My only complaint about the film is that because we are dealing with human beings prone to long periods of isolation, their performances can appear stiff and wooden, but I'm willing to overlook this as it is in keeping with their character. It is a serious and humorless film which isn't helped by the only real human interactions Pitt has being multiple mission updates we receive from emotionless military personel across the run-time. The plot is the story's weakest link.

There is some hard-sci fi futurism that I find interesting enough (mention of artic wars, the moon pirates, the baboons), but other aspects like the anti-matter engine that can destroy the solar system fall flat. Why are we building things that can blow up the entire solar system? This too falls to metaphor, as the search for intelligent life beyond humanity, is here framed in almost religious terms, and certainly anti-humanist ones.

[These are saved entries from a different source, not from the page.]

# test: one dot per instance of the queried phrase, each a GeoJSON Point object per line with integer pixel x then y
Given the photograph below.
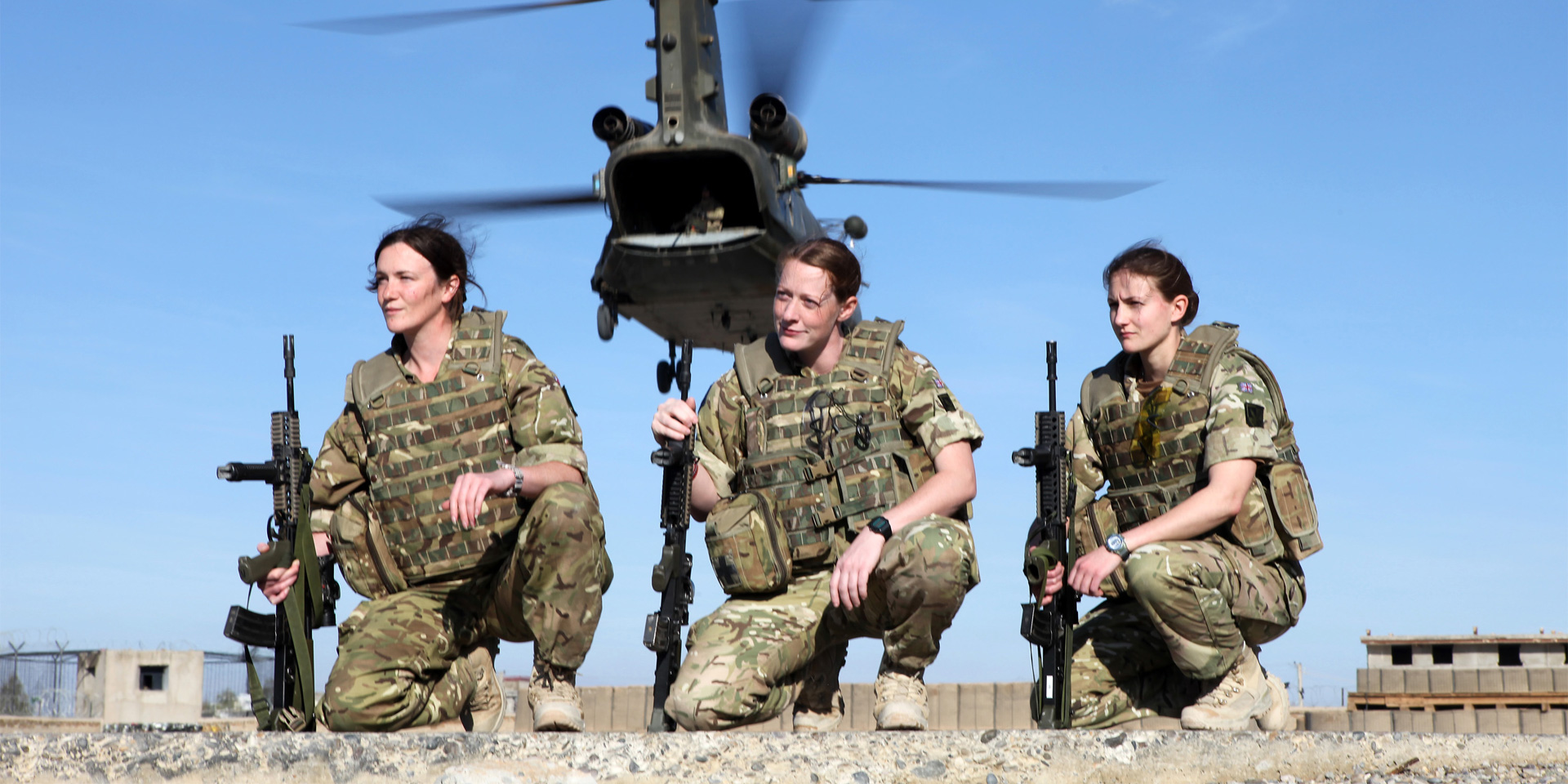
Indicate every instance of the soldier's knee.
{"type": "Point", "coordinates": [1152, 572]}
{"type": "Point", "coordinates": [937, 550]}
{"type": "Point", "coordinates": [565, 510]}
{"type": "Point", "coordinates": [684, 710]}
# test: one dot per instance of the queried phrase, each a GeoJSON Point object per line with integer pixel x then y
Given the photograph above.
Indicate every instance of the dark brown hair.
{"type": "Point", "coordinates": [1162, 269]}
{"type": "Point", "coordinates": [833, 257]}
{"type": "Point", "coordinates": [431, 235]}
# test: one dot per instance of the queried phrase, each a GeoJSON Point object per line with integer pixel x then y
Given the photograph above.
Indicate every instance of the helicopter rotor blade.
{"type": "Point", "coordinates": [496, 203]}
{"type": "Point", "coordinates": [1085, 190]}
{"type": "Point", "coordinates": [780, 37]}
{"type": "Point", "coordinates": [381, 25]}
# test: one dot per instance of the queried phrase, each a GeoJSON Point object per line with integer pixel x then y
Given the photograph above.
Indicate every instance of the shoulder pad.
{"type": "Point", "coordinates": [760, 361]}
{"type": "Point", "coordinates": [1196, 356]}
{"type": "Point", "coordinates": [371, 378]}
{"type": "Point", "coordinates": [1102, 383]}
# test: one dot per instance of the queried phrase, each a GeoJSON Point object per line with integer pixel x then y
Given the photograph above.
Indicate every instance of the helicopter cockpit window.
{"type": "Point", "coordinates": [686, 194]}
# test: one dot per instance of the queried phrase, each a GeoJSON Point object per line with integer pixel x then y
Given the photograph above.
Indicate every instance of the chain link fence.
{"type": "Point", "coordinates": [44, 683]}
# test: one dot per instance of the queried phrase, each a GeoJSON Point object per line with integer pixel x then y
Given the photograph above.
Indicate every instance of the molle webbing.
{"type": "Point", "coordinates": [421, 438]}
{"type": "Point", "coordinates": [828, 449]}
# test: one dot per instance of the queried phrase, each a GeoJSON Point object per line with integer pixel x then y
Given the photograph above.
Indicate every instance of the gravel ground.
{"type": "Point", "coordinates": [1418, 775]}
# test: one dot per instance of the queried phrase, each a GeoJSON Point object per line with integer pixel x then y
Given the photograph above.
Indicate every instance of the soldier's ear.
{"type": "Point", "coordinates": [847, 310]}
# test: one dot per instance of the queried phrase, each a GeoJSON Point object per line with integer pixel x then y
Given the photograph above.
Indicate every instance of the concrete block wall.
{"type": "Point", "coordinates": [949, 706]}
{"type": "Point", "coordinates": [1470, 654]}
{"type": "Point", "coordinates": [1462, 681]}
{"type": "Point", "coordinates": [1486, 720]}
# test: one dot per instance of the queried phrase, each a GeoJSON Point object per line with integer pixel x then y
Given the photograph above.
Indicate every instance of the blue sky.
{"type": "Point", "coordinates": [1375, 192]}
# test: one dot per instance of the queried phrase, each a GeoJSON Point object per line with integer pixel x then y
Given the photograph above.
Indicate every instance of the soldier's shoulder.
{"type": "Point", "coordinates": [1116, 369]}
{"type": "Point", "coordinates": [514, 345]}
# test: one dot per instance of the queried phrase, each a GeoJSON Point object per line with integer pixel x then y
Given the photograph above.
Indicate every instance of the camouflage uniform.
{"type": "Point", "coordinates": [745, 659]}
{"type": "Point", "coordinates": [1179, 612]}
{"type": "Point", "coordinates": [400, 656]}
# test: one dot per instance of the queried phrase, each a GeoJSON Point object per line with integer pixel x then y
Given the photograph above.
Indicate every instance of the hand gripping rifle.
{"type": "Point", "coordinates": [1049, 629]}
{"type": "Point", "coordinates": [673, 572]}
{"type": "Point", "coordinates": [311, 603]}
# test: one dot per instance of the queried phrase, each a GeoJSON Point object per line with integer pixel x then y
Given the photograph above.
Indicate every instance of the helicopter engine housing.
{"type": "Point", "coordinates": [615, 127]}
{"type": "Point", "coordinates": [773, 127]}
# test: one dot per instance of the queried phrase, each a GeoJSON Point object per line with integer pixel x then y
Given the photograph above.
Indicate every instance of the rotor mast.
{"type": "Point", "coordinates": [688, 87]}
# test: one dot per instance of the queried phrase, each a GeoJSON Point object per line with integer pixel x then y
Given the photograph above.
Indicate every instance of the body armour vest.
{"type": "Point", "coordinates": [422, 438]}
{"type": "Point", "coordinates": [828, 451]}
{"type": "Point", "coordinates": [1152, 452]}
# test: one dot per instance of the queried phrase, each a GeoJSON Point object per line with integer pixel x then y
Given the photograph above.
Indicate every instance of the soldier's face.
{"type": "Point", "coordinates": [804, 310]}
{"type": "Point", "coordinates": [1140, 315]}
{"type": "Point", "coordinates": [408, 292]}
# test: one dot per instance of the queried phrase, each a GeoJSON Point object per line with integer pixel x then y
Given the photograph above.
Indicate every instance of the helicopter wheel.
{"type": "Point", "coordinates": [606, 322]}
{"type": "Point", "coordinates": [666, 375]}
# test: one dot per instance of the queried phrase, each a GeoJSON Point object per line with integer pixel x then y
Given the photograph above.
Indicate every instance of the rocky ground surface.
{"type": "Point", "coordinates": [1528, 773]}
{"type": "Point", "coordinates": [775, 758]}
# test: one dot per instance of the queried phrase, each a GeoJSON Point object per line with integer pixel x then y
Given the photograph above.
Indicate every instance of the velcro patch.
{"type": "Point", "coordinates": [1254, 414]}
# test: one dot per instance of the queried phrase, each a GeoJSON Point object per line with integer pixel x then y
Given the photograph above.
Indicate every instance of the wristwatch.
{"type": "Point", "coordinates": [1118, 546]}
{"type": "Point", "coordinates": [516, 480]}
{"type": "Point", "coordinates": [880, 526]}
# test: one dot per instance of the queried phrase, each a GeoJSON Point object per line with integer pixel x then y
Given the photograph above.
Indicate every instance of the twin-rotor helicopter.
{"type": "Point", "coordinates": [697, 214]}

The drive to find something beyond human has caused Tommy Lee Johns to forsake humanity entirely, just as his desire for something more than a normal life, leads him to abandon his family. The bomb is not the threat, is the quest for something beyond.

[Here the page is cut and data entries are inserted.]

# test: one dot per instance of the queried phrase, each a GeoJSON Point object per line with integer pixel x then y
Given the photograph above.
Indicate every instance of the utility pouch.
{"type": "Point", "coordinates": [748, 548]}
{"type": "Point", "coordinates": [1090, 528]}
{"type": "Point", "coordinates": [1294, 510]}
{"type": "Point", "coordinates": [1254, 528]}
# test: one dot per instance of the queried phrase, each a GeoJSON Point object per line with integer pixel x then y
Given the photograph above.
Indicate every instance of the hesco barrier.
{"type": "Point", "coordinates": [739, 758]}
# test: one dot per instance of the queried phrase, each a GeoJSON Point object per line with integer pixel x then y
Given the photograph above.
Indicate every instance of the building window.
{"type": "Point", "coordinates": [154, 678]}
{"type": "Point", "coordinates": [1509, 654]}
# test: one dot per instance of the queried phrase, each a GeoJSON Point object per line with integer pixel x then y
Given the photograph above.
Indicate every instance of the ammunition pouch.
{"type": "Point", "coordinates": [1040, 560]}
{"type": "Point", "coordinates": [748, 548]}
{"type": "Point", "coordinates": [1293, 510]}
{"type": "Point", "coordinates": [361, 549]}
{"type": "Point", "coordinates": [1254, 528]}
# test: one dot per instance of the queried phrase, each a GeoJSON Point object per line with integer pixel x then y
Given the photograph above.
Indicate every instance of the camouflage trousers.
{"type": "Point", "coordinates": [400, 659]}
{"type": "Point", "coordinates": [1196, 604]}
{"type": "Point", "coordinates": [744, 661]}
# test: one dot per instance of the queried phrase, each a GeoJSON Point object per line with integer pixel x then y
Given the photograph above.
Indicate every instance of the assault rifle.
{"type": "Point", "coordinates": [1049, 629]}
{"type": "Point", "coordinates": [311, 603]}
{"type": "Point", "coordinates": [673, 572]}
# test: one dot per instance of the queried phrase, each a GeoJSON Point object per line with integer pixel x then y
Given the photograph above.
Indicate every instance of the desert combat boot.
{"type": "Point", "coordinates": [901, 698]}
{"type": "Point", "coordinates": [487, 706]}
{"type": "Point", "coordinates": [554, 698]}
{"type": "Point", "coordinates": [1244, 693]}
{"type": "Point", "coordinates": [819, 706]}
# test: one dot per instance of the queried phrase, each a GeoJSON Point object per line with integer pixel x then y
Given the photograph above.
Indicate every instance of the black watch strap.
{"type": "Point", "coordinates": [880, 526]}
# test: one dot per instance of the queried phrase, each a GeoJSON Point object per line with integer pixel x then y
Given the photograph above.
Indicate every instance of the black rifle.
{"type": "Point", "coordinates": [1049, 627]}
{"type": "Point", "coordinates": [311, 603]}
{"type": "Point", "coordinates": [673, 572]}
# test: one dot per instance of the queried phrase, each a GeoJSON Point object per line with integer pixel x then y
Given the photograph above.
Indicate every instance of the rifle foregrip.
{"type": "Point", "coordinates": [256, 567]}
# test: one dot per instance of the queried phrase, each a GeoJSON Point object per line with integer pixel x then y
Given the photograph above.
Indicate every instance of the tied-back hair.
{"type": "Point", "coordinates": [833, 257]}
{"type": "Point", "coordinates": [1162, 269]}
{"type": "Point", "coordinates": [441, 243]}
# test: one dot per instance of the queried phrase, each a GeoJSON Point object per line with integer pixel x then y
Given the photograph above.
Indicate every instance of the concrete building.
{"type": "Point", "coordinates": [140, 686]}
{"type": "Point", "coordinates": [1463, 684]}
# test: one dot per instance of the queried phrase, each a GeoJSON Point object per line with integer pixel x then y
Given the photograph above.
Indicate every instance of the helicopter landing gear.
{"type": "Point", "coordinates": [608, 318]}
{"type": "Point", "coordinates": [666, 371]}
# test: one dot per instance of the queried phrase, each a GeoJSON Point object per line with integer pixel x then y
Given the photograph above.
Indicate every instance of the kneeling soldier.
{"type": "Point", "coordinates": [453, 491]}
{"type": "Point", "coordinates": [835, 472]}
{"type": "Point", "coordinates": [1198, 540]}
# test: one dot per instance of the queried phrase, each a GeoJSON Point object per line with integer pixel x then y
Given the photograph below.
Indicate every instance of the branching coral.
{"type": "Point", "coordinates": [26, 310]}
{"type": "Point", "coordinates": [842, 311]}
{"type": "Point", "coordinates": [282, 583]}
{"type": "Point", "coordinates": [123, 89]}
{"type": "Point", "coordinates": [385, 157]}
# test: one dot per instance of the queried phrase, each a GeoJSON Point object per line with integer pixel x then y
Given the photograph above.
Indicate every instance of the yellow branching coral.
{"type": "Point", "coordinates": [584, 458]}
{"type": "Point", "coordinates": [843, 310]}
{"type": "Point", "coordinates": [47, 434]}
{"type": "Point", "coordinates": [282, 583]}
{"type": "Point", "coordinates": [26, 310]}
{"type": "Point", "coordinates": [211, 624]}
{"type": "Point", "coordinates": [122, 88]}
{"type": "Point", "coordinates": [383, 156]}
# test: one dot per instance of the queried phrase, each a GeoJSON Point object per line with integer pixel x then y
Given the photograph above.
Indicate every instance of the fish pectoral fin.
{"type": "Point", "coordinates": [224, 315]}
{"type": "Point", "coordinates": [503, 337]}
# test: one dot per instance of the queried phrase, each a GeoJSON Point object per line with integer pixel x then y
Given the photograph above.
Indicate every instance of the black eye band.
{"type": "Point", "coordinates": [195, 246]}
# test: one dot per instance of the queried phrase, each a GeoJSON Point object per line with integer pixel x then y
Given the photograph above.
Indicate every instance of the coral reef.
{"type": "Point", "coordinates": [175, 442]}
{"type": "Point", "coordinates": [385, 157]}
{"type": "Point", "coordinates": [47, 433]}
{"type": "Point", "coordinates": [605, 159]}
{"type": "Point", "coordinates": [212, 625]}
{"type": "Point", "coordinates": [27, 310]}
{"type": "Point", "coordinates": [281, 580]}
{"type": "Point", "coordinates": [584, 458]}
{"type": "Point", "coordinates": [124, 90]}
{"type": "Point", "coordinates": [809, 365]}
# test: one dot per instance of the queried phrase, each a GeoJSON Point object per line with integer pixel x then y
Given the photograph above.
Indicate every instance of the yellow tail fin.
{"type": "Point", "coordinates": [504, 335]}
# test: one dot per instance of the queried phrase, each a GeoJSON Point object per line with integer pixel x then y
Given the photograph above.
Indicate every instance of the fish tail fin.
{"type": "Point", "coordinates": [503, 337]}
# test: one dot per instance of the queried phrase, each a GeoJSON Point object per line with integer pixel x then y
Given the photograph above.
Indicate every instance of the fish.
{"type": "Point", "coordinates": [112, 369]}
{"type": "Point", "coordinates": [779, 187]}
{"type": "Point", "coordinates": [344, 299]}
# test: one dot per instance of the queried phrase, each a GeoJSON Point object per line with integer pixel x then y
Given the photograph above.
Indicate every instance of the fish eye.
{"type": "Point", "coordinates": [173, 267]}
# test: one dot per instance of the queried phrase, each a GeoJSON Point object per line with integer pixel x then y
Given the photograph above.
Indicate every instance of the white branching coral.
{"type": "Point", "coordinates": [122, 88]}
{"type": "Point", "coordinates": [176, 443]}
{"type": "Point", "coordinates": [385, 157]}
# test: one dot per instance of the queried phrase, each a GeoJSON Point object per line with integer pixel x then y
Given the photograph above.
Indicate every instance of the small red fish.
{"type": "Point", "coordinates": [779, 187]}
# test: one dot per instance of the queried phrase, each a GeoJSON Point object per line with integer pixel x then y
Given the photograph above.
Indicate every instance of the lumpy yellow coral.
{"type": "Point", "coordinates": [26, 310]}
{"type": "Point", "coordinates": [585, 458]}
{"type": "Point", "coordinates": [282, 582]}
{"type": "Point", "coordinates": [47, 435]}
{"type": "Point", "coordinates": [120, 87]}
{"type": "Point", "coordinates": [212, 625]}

The film works better on its metaphorical and visual levels, and in doing so almost veers into Terrance Malick cosmic poetry jam like "The Tree Of Life" (which Pitt also stared in). but stops short of going off the deep end. The film manages to strike a balance between outer action and inner-monologue capturing the best of both worlds, even as its characters often fail to appreciate the world around them.
The mingling of inner sates and genre forms reminded me most of Alejandro Jodorowsky in his prime, but with a modern glossier aesthetic. Like "Gravity", "Interstellar", "Contact", "Passengers", "The Whispering Star", "High Life", "Lucy In The Sky", "Moon", and "The Martian" this is a movie that uses space as a metaphor for human connection and lack thereof.

These are the sad astronaughts, for whom space itself is an existential void. "Ad Astra" is sci-fi naturalism where instead of the old man and the sea, we have the middle aged man and the shuttle. The big fish can be represented by any number of space related survival challenges.
As we approach a time when commercial space flight is becoming a possibility, the vast unknown of the universe seems smaller and more inevitable. Despite the navy releasing official UFO footage, aliens increasingly are absent from sci-fi narratives, as we come to think more about  the immediate human cost of life outside of Earth. "Ad Astra" does not find space exciting or triumphant, it is a dirty, difficult business which reduces life to survival.
It reminds us to appreciate the little things like air, landscapes, and human contact. My favorite aspect of the film is the psych evals which demands Pitt to be completely honesty with himself, and will not let you continue your work if it senses any deception. It's the things we cant say, won't say, and gloss over, which keep us from growing and which like faulty anti-matter engines always end up leaking out in the end.